Let’s see. Law school has been everything but ordinary. To call my experience challenging would be right but quite underrated. To call it extremely difficult would come close to most parts of it but that would be focusing too much on the downside. To call it blessed would be very apt, although to add “very” to the blessed would make it more correct.

Whenever a new school year begins, I’m always ready with promises and goals like higher grades, a healthier body, and other things, which already seem menial today. The failures of the past are stripped off from my shoulders as I decide to do better.

Senior year came and these resolutions proved to be idealistic. Skipping the details on the laborious adventure called “thesis writing”—or rather, “thesis-finishing”—that ate up most of the first half of the year, and pushing aside the suddenly heavier pressure of graduation and the greater realization of the bar (God willing), the greatest challenge brought upon me and my family came as a fortuitous event, a natural calamity, and, as they say, the strongest typhoon ever recorded in history.

So, how do we exactly move on from the damage and destruction brought by Typhoon Yolanda? One would wish for a manual or a “Moving On for Dummies” book in yellow and black to guide us, but even that wouldn’t suffice. For sure, our lives will never be the same. The Tacloban we grew up in is gone, physically. The pain of losing so much loved ones so suddenly still haunts us, most especially since two of our family members, my Lola Lily and my cousin, remain missing. The stories and images will never be forgotten.

When something so overwhelming happens to a person, one would ask, “Why, God?” And I have been asking this question for quite some time now. Little did I know that the last time I was with Lola on November 2, 2013, she already gave us the verse to cling to during these trying times—

(Jeremiah 29:11) “For I know the plans I have for you,” declares the Lord, “plans to prosper you and not to harm you, plans to give you hope and a future.”

With the risk of sounding preachy, I just wanted to share this.
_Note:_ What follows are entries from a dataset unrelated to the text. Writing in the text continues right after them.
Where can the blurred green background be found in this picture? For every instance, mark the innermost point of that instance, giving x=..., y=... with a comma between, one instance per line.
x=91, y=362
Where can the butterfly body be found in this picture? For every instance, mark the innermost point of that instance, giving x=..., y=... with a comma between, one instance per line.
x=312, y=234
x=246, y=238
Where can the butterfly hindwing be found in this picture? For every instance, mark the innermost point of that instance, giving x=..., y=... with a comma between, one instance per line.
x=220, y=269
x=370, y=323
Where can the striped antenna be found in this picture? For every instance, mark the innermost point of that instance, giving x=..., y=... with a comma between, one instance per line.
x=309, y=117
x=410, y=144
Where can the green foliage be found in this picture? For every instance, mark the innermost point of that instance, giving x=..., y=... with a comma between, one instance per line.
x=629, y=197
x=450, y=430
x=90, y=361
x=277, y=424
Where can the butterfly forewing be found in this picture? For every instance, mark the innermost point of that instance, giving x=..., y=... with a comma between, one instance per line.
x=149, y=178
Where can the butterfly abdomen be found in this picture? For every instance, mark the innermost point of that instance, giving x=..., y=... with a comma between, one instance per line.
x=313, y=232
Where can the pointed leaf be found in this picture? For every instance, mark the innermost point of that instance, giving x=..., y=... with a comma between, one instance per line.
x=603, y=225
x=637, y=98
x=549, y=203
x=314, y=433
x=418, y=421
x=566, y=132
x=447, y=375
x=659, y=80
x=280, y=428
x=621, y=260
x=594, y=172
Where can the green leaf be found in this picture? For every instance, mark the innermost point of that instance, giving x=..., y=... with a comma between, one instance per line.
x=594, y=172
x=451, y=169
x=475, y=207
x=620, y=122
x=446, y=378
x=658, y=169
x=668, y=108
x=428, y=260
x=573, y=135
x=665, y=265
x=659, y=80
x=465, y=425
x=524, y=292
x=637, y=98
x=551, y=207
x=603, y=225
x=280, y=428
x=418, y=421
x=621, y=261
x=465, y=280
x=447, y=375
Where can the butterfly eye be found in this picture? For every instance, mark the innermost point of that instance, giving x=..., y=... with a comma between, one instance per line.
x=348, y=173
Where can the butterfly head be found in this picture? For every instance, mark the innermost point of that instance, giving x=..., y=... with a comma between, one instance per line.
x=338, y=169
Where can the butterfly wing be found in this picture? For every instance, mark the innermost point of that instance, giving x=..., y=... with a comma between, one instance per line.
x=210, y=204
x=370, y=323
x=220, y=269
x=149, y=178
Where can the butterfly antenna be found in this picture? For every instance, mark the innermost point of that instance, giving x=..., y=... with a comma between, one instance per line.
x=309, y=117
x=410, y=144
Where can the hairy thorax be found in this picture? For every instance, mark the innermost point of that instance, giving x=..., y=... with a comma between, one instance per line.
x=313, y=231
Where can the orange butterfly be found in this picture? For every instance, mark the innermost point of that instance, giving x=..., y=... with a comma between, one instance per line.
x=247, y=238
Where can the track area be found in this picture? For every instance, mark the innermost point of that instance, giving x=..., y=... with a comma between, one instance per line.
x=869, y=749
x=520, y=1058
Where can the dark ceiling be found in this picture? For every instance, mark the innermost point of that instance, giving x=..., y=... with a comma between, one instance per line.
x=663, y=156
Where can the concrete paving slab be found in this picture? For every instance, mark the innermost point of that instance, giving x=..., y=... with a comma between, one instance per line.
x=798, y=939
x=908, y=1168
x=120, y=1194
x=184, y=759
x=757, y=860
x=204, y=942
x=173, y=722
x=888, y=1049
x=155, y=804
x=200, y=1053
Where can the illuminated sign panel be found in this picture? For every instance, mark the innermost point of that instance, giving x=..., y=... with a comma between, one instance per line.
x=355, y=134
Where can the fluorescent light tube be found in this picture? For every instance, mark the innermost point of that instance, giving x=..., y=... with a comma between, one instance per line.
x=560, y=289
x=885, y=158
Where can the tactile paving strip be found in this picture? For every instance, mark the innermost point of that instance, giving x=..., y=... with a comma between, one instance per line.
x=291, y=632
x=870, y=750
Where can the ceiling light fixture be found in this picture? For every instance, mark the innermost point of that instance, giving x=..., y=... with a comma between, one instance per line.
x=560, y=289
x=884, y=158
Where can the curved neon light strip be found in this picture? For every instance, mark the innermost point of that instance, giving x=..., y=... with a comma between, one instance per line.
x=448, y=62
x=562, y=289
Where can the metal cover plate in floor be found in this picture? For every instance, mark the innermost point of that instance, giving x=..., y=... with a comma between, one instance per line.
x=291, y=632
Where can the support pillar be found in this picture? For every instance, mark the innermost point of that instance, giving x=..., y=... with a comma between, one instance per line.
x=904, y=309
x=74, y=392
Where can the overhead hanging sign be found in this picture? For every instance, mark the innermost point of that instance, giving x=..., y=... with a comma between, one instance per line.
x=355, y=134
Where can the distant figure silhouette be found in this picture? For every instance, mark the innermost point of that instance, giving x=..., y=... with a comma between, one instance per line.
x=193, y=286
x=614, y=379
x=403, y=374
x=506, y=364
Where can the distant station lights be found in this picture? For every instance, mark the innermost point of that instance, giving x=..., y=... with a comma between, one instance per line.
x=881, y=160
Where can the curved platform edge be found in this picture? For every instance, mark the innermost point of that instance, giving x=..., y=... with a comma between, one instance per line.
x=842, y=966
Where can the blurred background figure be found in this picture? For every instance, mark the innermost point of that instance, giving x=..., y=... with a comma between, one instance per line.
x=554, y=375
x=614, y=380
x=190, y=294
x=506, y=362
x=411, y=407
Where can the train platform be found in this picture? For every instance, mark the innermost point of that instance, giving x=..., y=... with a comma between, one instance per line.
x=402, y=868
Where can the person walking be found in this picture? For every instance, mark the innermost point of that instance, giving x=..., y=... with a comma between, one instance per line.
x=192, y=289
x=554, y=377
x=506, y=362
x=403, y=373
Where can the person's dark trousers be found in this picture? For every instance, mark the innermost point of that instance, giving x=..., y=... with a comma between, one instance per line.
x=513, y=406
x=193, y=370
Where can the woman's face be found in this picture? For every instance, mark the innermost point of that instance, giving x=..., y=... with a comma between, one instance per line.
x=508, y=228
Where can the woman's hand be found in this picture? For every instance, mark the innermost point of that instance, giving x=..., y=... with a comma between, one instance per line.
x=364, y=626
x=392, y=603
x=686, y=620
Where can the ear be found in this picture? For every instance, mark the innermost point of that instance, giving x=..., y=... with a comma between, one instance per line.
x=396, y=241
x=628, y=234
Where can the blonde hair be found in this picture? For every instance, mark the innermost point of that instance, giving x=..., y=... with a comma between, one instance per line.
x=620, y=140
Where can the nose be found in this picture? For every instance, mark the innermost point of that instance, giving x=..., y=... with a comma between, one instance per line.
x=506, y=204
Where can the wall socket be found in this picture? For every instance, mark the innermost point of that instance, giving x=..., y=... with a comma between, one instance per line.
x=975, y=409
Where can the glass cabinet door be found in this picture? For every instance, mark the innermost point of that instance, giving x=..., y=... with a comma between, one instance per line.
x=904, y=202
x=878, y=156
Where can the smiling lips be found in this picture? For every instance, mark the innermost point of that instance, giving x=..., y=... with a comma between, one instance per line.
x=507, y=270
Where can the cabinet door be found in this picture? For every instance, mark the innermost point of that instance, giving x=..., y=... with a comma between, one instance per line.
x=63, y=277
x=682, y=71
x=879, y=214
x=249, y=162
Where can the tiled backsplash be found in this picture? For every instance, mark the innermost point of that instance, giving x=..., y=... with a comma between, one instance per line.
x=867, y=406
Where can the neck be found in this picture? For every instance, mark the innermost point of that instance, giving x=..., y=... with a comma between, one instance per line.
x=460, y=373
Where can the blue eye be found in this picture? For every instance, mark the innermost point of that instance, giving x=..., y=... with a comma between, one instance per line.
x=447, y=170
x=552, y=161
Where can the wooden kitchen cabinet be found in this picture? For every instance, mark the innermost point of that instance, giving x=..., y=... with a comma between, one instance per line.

We may not know why this happened to us. We may not know why everything was taken away, why good people had to die, and why our land was ravished by the water. With this ignorance and this darkness, we tend to act out, regress, go downhill, let ourselves go, and become reckless, but really, we must not.

I have been reminded over and over again that what we should trust in the Lord, with all our heart, with all our mind, and all our soul. Admittedly, it is easier to succumb into the darkness rather than climb towards the light, but fighting towards the light will surely bring forth freedom from the pain and suffering, and give us strength and ultimately, hope.

Hope. I still saw hope in the smile of a child despite her telling me last Christmas morning that she lost both her parents and brother. I still saw hope in our neighbors who helped each other cut the tarpaulin provided by UNHCR to protect them from the heavy rains.

Of course there is an overwhelming feeling of desperation, frustration, and resignation, most especially to those who literally lost everything. But there is undoubtedly more than a glimmer of hope in the people of Tacloban. Even I can’t wait for the new Tacloban to rise. God willing, it would be far better than what it used to be.